Et bien, dans cette expression encore bien obscure pour nous (et pas seulement pour nous, à ce qu'en dit l'Évangile), cette expression porteuse du mystère de Dieu, Joseph a une part bien à lui. En effet Marie, Mère de Dieu, dit à Jésus adolescent : « Vois comme nous avons souffert en te cherchant, ton père et moi. ». De cela nous pouvons déduire que Jésus a (sans doute) appelé : « père » Joseph et (à ce que l'Évangile nous en dit) lui a été soumis ; il l'a honoré, respecté, comme un fils qui aime son propre père.

C'est vrai, le rôle paternel de Joseph reste difficile à comprendre, pour nous.

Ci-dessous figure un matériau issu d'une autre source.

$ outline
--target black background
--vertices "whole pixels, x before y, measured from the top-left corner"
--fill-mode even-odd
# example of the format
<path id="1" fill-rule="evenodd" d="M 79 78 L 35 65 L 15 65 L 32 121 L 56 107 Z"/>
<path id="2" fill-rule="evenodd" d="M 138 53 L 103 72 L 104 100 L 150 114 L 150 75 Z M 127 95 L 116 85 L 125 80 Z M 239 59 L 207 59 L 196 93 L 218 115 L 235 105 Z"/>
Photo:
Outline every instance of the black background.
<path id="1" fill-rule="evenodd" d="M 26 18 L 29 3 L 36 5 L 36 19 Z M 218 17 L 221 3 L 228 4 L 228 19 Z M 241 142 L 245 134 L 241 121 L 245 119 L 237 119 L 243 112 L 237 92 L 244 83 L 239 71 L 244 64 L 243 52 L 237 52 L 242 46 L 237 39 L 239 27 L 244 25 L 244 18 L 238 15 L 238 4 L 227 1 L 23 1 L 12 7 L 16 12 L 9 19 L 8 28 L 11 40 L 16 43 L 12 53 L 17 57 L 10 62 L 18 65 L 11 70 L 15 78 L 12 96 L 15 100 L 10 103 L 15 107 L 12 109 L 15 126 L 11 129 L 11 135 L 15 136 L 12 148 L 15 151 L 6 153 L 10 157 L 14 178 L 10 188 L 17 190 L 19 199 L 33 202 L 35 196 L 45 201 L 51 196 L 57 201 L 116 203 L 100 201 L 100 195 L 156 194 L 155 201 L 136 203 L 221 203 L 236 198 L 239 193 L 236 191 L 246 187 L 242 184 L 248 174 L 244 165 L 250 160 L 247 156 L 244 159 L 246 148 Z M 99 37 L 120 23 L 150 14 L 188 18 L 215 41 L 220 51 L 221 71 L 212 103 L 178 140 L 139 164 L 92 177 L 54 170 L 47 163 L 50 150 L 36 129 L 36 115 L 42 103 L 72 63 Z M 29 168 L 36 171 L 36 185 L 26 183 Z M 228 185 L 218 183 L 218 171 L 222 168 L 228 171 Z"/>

Cela peut expliquer pourquoi, dans l'Église, sa place a toujours été plutôt oubliée et que l'iconographie, au moment la naissance de Jésus, nous montre très souvent un vieillard courroucé, dans un coin du tableau, tourné vers l'extérieur.

Heureusement, aujourd'hui, l'Église a su donner à saint Joseph sa place, indispensable, si belle et positive : nous le nommons chaque jour dans le canon de la messe au même temps que la Vierge Marie, avec laquelle il a partagé la tâche, unique, d'éducateur du Fils de Dieu.

Et je suis convaincu que, dans le Royaume, à propos de Joseph nous arriverons à découvrir des choses encore plus attachantes et pleines de la grâce de Dieu.